VAMPS benchmark: LLMs worse at math with visual tools than without
New benchmark reveals multimodal models fail to exploit their own plotted graphs for math reasoning.
A team of researchers from the University of British Columbia, Simon Fraser University, and others have released VAMPS (Visual-Assisted Mathematical Problem Solving), a new benchmark designed to test whether multimodal LLMs can effectively use self-generated visualizations—specifically plotted graphs—to solve algebra and calculus problems. The benchmark contains 1,168 multiple-choice question-answer pairs in both English and Persian, drawn from Iranian University Entrance Exam problems and augmented with LLM-generated synthetic variants. All problems are selected such that plotting a function reveals key features like intersections, extrema, and asymptotes, making visual reasoning a natural solution strategy.

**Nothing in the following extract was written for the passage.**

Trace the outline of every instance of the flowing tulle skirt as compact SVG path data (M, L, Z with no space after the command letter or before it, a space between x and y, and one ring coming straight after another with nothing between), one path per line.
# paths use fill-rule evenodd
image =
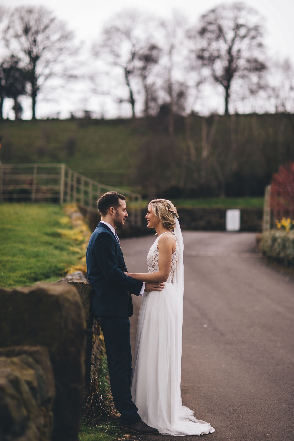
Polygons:
M131 392L142 419L164 435L214 432L182 405L182 305L171 283L145 292L139 314Z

Across a diverse set of models—including GPT-4o, Claude 3.5, and Gemini—the results were counterintuitive: direct analytical solving (text-only, without tool use) consistently outperformed tool-enabled visual solving, where the model first generated a graph and then reasoned over it. This suggests that current multimodal LLMs struggle to reliably ground their reasoning in self-constructed visual aids, even for problems specifically chosen to benefit from graphing. The finding has significant implications for engineering and scientific workflows that rely on visualization tools for analysis and decision-making, highlighting a fundamental limitation in how LLMs integrate tool use with reasoning.
- VAMPS contains 1,168 bilingual (English/Persian) math problems from Iranian University Entrance Exams, designed for graph-assisted solving.

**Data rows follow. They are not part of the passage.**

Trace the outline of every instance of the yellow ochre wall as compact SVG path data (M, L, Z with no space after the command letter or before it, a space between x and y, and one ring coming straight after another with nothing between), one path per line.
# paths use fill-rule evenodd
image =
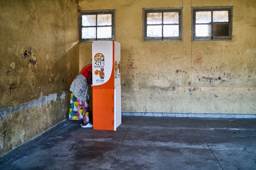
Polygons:
M123 115L255 115L255 0L80 0L79 6L115 10ZM232 40L192 42L191 7L220 6L233 7ZM143 42L143 8L167 7L183 8L183 41ZM79 44L80 69L91 62L91 49Z

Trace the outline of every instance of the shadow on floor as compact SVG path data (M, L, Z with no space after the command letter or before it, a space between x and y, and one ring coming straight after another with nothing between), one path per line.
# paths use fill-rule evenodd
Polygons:
M255 119L123 116L116 131L68 122L0 169L256 169Z

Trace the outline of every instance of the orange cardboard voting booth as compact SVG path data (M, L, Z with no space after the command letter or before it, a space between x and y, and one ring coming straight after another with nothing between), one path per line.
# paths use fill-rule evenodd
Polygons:
M92 44L93 129L116 130L121 124L121 45Z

- Direct analytical solving outperformed tool-enabled visual solving across all tested multimodal LLMs, including GPT-4o, Claude 3.5, and Gemini.
- The benchmark is publicly available on arXiv (2606.04244) and includes both original and LLM-generated synthetic variants validated by human reviewers.
Why It Matters
Exposes a critical flaw: AI can't yet effectively use visual tools to boost math reasoning, limiting real-world engineering applications.